A cada passo que dava o seu coração batia mais forte. Tinha memorizado o que dizer, memorizado o que fazer, sabia todos os truques, recebeu todas as dicas. Mas aquilo realmente parecia mais difícil do que ele havia imaginado.
Continuou seguindo até avistar a rua em questão, virou na esquina, as pernas agora fraquejavam, e o coração... Ele não sabia por que ainda não havia tido uma parada cardiaca.
Parou diante da casa, olhou para o portão, o portão o encarou de forma ríspida e ele hesitou. Sabia que era apenas sua imaginação, seu inconsciênte dizendo para ele desistir. Mas ele tinha que apostar as fichas. Pela primeira vez ele ia arriscar algo, e isso parecia ser importante.

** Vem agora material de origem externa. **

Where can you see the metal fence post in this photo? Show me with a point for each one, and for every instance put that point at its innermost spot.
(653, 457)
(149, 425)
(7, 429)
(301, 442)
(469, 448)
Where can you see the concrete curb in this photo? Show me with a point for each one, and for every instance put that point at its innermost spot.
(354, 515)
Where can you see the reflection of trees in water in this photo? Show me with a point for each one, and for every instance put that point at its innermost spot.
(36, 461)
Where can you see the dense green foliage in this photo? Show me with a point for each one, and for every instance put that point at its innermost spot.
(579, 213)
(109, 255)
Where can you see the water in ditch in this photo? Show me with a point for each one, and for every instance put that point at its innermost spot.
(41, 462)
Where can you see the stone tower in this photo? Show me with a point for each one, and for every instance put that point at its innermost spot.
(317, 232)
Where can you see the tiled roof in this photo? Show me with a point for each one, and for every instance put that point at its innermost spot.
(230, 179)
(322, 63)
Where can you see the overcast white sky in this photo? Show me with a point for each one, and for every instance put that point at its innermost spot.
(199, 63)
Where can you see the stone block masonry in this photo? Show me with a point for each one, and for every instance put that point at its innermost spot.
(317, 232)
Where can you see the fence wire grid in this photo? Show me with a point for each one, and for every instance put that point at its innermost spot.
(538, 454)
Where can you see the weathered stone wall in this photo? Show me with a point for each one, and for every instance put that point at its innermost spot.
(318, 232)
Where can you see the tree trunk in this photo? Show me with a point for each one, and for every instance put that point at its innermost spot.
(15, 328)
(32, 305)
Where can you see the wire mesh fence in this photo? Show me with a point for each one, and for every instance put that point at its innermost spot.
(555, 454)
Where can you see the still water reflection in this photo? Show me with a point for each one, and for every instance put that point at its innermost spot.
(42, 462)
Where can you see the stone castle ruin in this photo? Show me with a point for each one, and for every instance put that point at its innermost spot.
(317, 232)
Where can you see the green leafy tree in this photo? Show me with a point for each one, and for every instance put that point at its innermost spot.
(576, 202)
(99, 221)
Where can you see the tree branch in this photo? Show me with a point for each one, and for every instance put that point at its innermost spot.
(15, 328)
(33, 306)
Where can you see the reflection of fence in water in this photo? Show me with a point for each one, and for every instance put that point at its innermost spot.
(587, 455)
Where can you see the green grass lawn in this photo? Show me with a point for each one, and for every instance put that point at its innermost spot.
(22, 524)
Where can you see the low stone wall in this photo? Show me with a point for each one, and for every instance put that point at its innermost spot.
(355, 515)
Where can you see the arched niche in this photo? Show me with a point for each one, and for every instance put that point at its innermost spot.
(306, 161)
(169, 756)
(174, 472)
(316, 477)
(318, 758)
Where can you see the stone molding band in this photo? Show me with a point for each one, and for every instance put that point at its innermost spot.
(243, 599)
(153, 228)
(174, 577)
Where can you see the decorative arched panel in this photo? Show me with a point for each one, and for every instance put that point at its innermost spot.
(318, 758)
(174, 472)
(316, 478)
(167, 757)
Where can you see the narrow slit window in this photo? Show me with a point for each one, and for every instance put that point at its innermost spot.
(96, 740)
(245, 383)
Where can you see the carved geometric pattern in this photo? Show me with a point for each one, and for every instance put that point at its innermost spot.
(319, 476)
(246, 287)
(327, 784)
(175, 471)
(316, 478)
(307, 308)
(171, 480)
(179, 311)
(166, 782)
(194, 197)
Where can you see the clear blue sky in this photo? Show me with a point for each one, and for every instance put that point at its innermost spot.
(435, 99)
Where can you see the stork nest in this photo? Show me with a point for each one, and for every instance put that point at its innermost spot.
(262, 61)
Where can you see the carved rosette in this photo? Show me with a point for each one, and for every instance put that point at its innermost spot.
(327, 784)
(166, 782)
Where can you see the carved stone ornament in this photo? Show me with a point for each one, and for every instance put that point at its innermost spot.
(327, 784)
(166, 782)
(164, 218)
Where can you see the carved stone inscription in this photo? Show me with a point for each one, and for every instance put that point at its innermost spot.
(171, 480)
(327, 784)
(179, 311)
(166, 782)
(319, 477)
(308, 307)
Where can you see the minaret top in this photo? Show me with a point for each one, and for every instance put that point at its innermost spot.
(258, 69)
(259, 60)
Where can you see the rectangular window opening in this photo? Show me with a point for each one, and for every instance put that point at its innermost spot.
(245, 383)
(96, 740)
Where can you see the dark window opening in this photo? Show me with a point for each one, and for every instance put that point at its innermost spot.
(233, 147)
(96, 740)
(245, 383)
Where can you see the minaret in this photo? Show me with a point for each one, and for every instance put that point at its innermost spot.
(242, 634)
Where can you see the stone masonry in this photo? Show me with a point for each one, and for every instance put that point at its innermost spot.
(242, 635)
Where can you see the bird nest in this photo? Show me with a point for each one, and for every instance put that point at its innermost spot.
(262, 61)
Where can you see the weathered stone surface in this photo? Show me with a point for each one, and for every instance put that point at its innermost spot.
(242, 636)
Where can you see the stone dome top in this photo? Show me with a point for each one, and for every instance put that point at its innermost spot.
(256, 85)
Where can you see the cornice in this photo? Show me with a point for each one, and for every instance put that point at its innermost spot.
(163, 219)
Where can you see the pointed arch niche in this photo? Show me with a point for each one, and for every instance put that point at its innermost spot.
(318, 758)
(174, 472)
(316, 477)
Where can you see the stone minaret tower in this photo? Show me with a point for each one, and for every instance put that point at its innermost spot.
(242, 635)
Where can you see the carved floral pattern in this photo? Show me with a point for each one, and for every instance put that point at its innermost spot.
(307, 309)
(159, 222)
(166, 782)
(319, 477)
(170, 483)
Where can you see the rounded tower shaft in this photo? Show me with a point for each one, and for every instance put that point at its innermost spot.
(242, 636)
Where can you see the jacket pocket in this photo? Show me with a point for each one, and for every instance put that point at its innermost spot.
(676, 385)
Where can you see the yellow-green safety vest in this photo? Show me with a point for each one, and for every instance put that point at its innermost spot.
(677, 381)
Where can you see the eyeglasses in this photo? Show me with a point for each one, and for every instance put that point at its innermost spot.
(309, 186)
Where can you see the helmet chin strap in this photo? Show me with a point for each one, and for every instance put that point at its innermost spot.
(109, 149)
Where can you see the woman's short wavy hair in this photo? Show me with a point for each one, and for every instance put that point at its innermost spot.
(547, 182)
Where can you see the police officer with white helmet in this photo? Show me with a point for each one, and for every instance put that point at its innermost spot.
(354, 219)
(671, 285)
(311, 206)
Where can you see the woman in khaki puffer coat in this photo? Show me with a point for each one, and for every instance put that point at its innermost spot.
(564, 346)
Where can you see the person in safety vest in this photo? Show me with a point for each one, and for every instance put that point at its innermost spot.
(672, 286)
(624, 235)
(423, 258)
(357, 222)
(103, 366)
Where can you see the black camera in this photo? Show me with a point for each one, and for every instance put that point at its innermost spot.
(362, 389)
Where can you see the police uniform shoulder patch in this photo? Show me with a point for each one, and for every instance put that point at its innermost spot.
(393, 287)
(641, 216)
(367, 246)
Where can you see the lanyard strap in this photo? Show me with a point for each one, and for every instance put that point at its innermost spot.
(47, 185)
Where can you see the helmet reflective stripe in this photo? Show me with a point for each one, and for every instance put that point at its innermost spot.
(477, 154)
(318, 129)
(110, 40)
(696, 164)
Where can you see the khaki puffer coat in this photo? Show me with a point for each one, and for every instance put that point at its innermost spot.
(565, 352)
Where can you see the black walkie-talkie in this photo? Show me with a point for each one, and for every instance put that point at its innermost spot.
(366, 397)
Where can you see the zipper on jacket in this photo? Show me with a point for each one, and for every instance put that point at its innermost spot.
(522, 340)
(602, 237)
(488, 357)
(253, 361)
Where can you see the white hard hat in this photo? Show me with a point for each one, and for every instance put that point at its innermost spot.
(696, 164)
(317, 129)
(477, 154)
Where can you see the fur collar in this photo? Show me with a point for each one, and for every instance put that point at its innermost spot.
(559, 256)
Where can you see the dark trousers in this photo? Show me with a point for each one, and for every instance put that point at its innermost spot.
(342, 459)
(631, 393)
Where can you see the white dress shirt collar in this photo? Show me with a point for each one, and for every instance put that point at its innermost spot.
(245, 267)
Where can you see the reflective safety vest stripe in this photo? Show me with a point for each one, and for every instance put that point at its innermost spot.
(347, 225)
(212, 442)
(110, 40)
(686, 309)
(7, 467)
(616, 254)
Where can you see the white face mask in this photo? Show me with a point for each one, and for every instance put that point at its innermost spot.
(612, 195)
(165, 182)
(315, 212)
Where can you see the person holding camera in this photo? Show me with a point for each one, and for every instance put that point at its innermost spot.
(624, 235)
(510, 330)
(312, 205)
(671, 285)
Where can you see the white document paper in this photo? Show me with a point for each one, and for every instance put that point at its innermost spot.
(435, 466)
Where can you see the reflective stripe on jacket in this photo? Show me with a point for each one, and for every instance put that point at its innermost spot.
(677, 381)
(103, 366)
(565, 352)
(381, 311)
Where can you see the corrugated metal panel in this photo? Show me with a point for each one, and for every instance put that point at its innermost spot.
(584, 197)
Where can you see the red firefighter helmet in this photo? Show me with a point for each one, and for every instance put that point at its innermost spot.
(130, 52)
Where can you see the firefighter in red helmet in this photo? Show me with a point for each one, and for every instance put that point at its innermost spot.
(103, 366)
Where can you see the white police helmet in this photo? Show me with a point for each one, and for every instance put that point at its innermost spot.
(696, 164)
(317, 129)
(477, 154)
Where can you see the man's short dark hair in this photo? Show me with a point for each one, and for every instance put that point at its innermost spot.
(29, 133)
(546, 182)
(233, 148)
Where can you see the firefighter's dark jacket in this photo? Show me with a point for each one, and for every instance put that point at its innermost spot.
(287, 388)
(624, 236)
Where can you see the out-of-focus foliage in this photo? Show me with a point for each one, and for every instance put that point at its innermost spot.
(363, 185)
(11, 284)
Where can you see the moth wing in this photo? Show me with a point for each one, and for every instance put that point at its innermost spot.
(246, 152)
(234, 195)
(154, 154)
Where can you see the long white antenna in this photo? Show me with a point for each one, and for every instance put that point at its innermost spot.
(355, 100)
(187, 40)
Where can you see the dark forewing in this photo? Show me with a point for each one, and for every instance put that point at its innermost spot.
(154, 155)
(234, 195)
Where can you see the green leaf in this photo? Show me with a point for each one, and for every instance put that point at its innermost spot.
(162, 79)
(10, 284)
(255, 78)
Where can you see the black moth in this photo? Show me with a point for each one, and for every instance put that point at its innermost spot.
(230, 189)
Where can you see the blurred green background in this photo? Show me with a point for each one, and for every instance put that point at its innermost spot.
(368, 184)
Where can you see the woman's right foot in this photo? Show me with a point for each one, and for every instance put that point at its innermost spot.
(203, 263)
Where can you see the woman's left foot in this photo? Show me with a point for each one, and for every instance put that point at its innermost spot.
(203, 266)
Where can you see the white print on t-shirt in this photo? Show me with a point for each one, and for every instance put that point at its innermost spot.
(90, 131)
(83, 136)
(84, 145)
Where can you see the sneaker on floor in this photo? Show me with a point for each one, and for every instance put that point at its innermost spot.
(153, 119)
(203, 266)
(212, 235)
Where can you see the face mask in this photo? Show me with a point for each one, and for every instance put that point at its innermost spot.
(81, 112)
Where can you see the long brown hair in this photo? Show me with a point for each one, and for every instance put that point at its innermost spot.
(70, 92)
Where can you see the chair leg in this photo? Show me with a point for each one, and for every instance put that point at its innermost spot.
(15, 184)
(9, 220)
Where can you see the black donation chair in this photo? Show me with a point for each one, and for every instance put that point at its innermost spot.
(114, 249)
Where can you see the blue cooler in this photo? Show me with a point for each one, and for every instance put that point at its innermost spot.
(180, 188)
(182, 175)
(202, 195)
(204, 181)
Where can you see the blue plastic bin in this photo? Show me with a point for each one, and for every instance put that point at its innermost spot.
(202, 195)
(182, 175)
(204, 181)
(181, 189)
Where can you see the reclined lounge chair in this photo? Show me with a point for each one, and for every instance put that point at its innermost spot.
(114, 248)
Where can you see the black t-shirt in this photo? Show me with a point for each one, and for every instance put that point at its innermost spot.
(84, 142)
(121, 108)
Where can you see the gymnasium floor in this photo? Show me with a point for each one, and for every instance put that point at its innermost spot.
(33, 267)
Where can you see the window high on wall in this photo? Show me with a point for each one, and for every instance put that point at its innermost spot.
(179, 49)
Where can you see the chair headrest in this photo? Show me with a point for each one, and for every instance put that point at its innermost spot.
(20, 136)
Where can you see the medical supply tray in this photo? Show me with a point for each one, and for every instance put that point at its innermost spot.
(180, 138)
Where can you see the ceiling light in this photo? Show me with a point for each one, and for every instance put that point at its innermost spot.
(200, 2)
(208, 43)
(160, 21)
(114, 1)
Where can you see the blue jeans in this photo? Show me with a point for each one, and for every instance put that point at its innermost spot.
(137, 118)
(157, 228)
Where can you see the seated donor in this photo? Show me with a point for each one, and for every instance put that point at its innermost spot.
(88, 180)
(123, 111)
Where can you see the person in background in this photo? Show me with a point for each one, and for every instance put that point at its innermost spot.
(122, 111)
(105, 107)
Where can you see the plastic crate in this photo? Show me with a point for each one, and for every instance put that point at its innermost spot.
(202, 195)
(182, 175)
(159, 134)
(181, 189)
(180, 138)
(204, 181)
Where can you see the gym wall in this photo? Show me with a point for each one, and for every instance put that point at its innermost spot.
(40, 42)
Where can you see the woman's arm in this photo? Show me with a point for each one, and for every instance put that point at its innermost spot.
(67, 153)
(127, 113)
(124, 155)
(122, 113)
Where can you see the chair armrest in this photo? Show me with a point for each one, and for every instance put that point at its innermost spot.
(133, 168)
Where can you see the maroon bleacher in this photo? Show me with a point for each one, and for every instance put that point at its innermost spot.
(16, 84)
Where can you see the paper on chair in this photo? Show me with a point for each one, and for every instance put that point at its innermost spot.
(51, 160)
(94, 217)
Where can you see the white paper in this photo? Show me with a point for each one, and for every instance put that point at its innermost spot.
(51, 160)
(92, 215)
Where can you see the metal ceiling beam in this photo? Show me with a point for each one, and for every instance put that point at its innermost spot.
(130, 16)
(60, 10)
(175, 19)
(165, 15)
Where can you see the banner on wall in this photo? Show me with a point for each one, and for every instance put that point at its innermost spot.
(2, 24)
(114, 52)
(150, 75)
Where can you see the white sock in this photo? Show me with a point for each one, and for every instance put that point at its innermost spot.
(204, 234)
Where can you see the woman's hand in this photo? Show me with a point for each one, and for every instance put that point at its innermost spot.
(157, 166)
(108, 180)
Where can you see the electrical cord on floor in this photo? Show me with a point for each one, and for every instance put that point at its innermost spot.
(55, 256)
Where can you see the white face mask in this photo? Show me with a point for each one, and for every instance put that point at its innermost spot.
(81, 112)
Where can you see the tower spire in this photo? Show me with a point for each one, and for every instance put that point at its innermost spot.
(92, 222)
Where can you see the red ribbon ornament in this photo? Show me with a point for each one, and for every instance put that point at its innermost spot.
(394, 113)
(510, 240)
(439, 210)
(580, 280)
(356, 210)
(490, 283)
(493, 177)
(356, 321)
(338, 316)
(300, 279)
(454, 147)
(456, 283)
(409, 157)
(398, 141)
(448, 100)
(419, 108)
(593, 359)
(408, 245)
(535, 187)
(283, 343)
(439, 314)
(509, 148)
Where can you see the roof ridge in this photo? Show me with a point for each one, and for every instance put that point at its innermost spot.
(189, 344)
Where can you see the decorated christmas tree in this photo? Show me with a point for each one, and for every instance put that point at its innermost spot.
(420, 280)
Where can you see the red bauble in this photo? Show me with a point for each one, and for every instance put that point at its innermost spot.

Deu um passo a frente, apertou a campainha, deu um passo para trás. Entrelaçou os dedos, tinha essa mania. Ela surgiu na porta, sorriu, seu coração bateu ainda mais forte e ela se encaminhou até o portão.
Ela pediu para ele entrar, ele recusou e então disse:
- Você pensou que eu ia deixar você ir sem se despedir?
Seu braço então a segurou fortemente pela sintura e a puxou, seus olhos se cruzaram, ele sentiu seu coração batendo ainda mais forte, usou o nervosismo ao seu favor, aproximou seu lábio do dela e a beijou. Então ele se afastou, ela ainda atônita, ele deu de costas e fez um sinal com os dois dedos que ele costumava fazer e seguiu para sua casa.

Ele chacoalhou a cabeça molhada, olhou para baixo, as mãos entrelaçadas, olhou para frente, ela acabara de sair da casa, sorriu, o coração dele bateu mais rápido, e ele percebeu nesse momento que não conseguiria proseguir, ela era boa demais para ele. Ela pediu para ele entrar, ele recusou. Ela então se aproximou do portão e ele disse:
-Você pensou que eu ia deixar você ir sem se despedir?
Ela sorriu, ele sorriu de volta, ela insistiu para que ele ao menos entrasse na garagem, chovia forte. Conversaram um pouco. Ele a abraçou, desejou uma boa viagem e saiu fazendo um gesto com dois dedos.
Cabisbaixo, ele seguiu para casa, seu coração apertando e pensando que devia te-lo feito.
Ela continuou a observa-lo até ele dobrar a esquina, então fechou o portão, o coração apertou e pensou, ele devia te-lo feito.